Gdzie leży granica między niewinnym flirtem a zdradą? Czy to, co na pierwszy rzut oka wydaję się oczywiste, zawsze takie jest? Pewnego dnia Zuzanna dostaje od tajemniczego anonima zdjęcie, na którym jej mąż z żywym zainteresowaniem wpatruje się w odsłonięty dekolt atrakcyjnej blondynki. Wszystko wskazuje na to, że Ludwik ma romans. Zrozpaczona Zuzka wspólnie z najbliższą przyjaciółką Beatą postanawia w dyskretny i skuteczny sposób przeprowadzić obserwację niewiernego małżonka. Tylko czy śledztwo przyniesie pożądane rezultaty? Jedno jest pewne - nie obejdzie się bez kłopotów.

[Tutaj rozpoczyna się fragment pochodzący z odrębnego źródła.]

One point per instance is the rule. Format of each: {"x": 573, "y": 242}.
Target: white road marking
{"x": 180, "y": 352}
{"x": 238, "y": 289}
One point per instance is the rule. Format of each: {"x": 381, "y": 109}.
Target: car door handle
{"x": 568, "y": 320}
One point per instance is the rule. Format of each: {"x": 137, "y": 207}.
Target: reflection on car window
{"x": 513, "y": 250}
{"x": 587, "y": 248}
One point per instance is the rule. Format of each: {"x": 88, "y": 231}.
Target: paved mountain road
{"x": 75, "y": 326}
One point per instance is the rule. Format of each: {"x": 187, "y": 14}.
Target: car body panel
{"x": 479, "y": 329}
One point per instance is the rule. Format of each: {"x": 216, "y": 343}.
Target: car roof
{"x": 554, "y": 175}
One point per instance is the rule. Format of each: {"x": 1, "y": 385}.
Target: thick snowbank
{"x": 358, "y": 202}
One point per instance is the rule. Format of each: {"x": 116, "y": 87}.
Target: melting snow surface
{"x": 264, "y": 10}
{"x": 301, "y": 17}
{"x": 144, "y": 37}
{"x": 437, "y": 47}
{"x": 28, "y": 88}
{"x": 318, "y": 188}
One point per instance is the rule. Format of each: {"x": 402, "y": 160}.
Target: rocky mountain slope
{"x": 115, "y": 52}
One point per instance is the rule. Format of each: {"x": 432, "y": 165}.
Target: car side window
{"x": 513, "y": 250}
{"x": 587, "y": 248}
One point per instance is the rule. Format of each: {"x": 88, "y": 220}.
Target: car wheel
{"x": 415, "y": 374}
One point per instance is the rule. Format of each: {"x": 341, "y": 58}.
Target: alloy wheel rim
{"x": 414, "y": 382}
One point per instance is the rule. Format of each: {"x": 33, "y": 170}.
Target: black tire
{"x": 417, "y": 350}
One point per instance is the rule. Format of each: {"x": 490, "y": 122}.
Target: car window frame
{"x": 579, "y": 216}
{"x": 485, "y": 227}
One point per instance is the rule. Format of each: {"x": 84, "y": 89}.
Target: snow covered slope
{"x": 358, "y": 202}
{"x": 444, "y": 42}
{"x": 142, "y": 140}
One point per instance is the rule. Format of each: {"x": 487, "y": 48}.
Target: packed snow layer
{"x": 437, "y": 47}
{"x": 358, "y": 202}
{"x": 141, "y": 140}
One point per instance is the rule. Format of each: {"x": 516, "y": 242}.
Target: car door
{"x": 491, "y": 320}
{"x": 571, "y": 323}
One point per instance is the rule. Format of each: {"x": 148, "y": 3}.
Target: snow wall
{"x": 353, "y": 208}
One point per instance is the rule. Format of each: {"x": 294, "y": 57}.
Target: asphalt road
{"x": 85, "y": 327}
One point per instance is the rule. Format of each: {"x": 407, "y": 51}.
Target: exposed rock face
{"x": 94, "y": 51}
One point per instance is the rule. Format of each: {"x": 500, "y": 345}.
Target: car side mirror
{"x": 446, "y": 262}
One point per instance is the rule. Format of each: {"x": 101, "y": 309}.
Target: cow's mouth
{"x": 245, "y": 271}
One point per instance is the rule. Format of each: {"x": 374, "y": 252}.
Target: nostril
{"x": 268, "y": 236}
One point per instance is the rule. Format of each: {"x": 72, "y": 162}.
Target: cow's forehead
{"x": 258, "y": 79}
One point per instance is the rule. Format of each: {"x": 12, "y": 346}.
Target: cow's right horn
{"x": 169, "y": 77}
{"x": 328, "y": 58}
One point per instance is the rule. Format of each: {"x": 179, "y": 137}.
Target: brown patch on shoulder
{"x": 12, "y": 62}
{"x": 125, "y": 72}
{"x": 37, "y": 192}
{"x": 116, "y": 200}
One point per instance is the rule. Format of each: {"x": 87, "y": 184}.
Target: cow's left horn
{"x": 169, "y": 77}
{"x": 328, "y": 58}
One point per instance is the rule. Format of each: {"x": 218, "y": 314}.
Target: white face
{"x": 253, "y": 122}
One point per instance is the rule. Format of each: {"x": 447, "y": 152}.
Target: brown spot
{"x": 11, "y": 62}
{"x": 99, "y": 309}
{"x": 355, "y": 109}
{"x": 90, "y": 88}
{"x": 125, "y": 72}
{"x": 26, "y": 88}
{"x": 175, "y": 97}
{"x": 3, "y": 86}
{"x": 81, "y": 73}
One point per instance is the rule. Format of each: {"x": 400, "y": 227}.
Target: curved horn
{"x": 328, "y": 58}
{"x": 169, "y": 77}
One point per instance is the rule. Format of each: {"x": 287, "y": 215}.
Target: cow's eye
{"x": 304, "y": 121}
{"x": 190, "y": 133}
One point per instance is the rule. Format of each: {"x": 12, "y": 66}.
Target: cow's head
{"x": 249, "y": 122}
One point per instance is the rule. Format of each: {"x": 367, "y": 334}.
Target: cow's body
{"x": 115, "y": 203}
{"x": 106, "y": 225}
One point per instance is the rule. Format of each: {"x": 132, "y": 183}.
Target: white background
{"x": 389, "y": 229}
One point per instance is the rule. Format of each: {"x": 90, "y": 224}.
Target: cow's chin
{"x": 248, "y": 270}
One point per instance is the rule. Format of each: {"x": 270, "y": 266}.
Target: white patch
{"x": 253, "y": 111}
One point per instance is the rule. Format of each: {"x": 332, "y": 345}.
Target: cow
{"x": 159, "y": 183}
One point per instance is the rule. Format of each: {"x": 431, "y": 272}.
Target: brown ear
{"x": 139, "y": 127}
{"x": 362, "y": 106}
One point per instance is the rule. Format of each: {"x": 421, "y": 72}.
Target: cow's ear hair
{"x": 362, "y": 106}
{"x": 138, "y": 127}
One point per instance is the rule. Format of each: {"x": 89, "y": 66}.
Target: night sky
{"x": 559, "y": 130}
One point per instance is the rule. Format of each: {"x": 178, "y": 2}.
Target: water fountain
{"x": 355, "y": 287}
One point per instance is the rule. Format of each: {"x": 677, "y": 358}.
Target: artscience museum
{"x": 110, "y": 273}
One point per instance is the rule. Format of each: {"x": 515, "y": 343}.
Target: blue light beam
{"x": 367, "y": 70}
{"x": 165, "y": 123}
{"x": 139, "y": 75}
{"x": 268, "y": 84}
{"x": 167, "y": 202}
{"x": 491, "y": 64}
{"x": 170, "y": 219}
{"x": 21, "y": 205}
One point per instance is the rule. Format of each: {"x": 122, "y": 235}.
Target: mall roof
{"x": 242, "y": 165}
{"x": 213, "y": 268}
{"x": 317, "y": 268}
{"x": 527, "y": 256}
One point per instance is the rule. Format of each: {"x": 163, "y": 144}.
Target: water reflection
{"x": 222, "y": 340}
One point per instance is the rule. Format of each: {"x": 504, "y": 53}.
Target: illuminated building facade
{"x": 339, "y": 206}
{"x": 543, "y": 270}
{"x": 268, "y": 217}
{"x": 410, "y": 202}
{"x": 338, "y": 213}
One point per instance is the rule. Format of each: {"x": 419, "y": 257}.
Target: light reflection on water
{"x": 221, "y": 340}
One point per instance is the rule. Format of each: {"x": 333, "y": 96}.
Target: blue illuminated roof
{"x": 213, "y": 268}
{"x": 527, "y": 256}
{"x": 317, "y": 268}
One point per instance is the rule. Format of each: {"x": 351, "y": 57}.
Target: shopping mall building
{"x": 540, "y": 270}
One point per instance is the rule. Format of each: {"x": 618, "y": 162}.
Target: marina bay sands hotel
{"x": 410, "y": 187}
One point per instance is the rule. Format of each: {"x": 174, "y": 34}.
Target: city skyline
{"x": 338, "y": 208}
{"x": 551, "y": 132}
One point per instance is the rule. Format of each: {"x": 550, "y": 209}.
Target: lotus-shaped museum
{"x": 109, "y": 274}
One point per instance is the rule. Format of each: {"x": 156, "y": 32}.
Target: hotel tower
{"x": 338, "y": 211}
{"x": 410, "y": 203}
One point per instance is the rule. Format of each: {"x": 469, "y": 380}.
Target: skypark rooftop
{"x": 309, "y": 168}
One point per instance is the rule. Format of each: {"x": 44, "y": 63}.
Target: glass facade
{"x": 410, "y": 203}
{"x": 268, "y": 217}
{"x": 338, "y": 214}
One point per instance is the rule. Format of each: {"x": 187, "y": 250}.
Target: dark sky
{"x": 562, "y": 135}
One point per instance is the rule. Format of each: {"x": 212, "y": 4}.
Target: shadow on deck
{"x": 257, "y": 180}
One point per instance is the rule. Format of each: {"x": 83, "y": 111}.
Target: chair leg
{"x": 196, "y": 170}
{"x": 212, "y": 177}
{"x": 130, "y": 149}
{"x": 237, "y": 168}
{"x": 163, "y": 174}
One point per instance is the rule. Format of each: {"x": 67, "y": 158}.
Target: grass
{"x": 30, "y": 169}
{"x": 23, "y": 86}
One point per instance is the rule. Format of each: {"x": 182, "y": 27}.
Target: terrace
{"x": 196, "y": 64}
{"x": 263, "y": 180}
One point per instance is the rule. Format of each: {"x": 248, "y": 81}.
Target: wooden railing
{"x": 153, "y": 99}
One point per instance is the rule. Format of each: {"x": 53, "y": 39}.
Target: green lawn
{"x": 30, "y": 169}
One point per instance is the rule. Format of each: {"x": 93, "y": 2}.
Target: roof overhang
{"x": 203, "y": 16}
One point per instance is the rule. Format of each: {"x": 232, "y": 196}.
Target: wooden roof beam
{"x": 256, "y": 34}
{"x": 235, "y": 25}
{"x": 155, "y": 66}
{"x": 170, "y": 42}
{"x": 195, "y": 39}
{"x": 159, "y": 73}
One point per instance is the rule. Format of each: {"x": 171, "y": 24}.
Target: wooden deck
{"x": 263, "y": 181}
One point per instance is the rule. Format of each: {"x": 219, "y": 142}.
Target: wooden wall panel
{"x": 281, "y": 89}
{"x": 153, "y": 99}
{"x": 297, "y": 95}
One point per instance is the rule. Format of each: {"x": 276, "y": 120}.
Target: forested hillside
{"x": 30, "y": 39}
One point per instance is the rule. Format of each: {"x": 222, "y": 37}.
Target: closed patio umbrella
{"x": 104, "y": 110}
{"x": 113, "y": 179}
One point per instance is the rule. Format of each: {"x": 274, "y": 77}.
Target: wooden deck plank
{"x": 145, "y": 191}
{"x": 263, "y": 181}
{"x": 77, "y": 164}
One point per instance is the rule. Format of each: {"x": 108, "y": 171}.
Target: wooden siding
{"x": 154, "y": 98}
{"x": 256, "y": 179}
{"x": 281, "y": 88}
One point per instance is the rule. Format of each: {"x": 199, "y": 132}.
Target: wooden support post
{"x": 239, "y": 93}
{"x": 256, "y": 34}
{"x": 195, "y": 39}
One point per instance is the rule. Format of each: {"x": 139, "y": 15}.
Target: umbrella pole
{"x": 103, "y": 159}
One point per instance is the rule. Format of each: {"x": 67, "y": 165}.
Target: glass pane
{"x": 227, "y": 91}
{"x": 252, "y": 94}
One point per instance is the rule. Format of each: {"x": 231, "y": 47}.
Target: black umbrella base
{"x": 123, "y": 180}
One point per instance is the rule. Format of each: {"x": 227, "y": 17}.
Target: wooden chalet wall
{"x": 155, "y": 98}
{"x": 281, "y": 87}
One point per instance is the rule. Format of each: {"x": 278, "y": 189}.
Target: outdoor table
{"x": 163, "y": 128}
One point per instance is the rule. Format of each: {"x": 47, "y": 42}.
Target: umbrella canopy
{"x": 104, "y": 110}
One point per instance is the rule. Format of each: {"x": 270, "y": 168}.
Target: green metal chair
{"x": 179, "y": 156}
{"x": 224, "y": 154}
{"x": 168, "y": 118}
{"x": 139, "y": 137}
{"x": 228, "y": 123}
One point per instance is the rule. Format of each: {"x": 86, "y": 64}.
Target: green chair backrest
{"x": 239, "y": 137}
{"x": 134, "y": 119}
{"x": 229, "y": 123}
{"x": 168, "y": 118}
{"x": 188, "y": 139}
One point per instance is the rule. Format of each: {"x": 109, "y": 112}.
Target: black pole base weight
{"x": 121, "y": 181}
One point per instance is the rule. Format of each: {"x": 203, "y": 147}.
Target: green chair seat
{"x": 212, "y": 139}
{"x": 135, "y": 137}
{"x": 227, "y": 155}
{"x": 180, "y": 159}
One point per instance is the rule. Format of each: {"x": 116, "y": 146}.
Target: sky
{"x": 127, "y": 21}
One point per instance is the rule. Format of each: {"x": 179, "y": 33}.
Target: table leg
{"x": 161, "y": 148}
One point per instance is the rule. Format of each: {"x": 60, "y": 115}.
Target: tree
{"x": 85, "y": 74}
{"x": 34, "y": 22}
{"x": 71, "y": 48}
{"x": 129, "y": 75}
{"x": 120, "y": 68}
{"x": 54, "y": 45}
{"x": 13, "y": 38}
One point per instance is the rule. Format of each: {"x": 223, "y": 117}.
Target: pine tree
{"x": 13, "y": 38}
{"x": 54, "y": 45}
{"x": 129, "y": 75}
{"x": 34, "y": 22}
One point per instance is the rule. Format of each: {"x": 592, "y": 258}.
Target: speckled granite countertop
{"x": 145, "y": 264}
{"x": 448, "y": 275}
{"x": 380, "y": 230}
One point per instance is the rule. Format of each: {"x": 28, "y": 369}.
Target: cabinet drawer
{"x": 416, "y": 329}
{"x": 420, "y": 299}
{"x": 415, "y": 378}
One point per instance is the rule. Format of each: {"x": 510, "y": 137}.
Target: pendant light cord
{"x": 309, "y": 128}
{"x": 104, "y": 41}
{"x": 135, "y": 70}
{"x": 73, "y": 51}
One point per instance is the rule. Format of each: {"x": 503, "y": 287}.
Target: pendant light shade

Ogromnie stęskniłam za szaloną Zuzanną. Ta dziewczyna to doskonałe antidotum na nudę i ponury nastrój. Ma prawdziwy dar wyolbrzymiania niektórych spraw i pakowania się w coraz to bardzie wyszukane i absurdalne tarapaty. Toteż nie sposób z powagą obserwować jej poczynania. Autorka doskonale wykreowała jej portret charakterologiczny oraz psychologiczny. Jak każdy z nas posiada wady, miewa słabości, ulega emocjom, a co za tym idzie – jest autentyczniejsza i bardziej ludzka. Również drugoplanowe postacie są czynnymi uczestnikami wydarzeń i wnoszą do powieści sporo ożywczego kolorytu, a w szczególności notorycznie wybierająca się na tamten świat matka Zuzy oraz sympatyczny sąsiad – pan Kazio, zakręcony na punkcie tworzenia własnego biznesu. Z tak oryginalną i barwną plejadą osobowości rozrywka gwarantowana.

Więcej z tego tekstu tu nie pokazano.